Dort kann man auch die aktuelle Alternativausgabe anschauen. In der geht um klassiche Maus-Theme wie verrückte Zeichnung, die Herstellung von Bleistiften, Shaun das Schaf. Auch der anhand der Felix-Nussbaum-Zeichnungen erstellt Trickfilm mit Pit und Pegg ist dort zu sehen – ganz ohne Holocaust-Anspielung.
Und wo wir schon dabei sind. Die Sondersendung zu „50 Jahre Elefant“, die vor zwei Wochen lief, sollte man auch nicht versäumt haben.
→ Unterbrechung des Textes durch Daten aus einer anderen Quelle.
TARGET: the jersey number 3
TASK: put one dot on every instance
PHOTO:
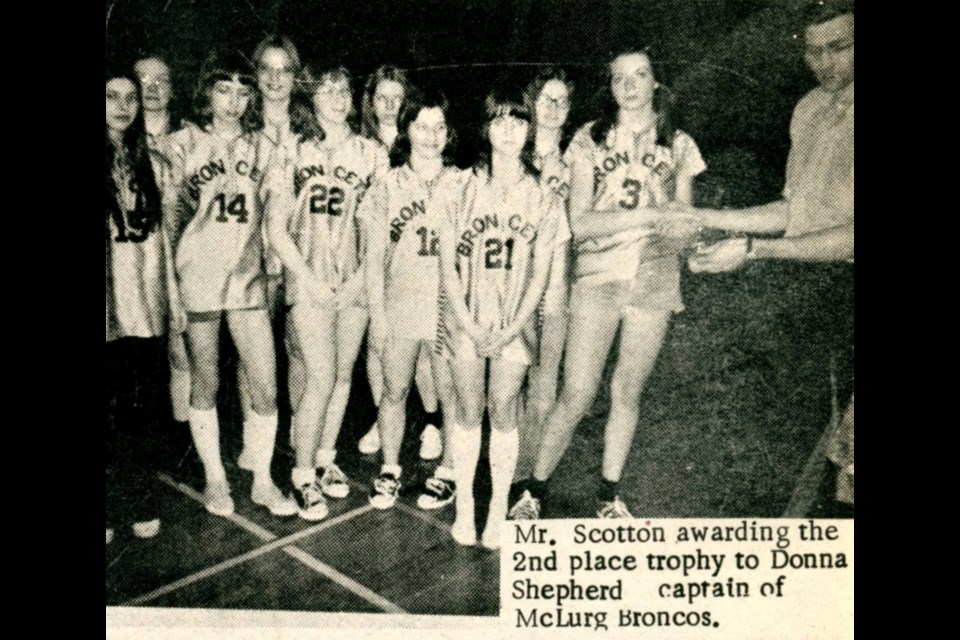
(237, 207)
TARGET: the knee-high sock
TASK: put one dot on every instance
(205, 429)
(504, 446)
(263, 432)
(180, 393)
(466, 453)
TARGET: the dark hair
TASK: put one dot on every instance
(416, 102)
(281, 42)
(174, 108)
(135, 154)
(663, 105)
(225, 67)
(824, 11)
(303, 116)
(369, 126)
(535, 87)
(505, 100)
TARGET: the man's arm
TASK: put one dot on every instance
(827, 245)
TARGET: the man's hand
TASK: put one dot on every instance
(726, 255)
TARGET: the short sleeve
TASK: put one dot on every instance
(374, 203)
(581, 146)
(689, 161)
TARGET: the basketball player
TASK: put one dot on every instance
(627, 167)
(403, 273)
(548, 98)
(312, 222)
(219, 255)
(383, 95)
(496, 247)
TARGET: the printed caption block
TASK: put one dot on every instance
(735, 578)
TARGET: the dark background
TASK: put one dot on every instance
(735, 64)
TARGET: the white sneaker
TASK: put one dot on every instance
(370, 443)
(217, 500)
(272, 498)
(431, 443)
(334, 482)
(526, 508)
(146, 529)
(614, 509)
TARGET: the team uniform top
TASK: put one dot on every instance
(407, 211)
(631, 171)
(137, 266)
(495, 231)
(218, 237)
(555, 176)
(284, 145)
(326, 186)
(819, 184)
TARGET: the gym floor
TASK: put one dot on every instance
(731, 425)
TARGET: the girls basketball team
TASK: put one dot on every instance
(472, 283)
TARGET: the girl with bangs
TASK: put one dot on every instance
(137, 309)
(383, 95)
(219, 257)
(500, 234)
(548, 98)
(629, 167)
(313, 227)
(403, 271)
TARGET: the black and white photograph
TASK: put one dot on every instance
(386, 278)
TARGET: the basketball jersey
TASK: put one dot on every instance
(284, 145)
(496, 230)
(630, 172)
(326, 186)
(219, 253)
(137, 261)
Um zu erklären, was die Nazis mit Juden gemacht haben, wird die Geschichte des Malers Felix Nussbaum erzählt. Der 1904 in Osnabrück geborene Jude hatte schon als kleiner Junge einen so starken Drang zum Malen, dass man ihn wunderbar Kindern nahebringen kann. Er versuchte, als er in den 1930er Jahren nach Belgien geflüchtet war, unter anderem, seinen Lebensunterhalt mit einem Trickfilm zu verdienen. Der wurde nie realisiert – bis jetzt.
Denn nun hat das Maus-Team die Geschichte von „Pit und Peggs“ umgesetzt. Es ist eine fünfminütige Traumreise durch eine Welt, in der Autos noch ein fluffiges Spektakel waren. Und in der eine weiße Giraffe das Fleckenmuster einer Krawatte zugepustet bekommt. Das ist trotz des schweren Themas dieser Sendung wirklich zum Lachen. Und eine Hommage an Felix Nussbaum, die sich auch Erwachsene ansehen sollten.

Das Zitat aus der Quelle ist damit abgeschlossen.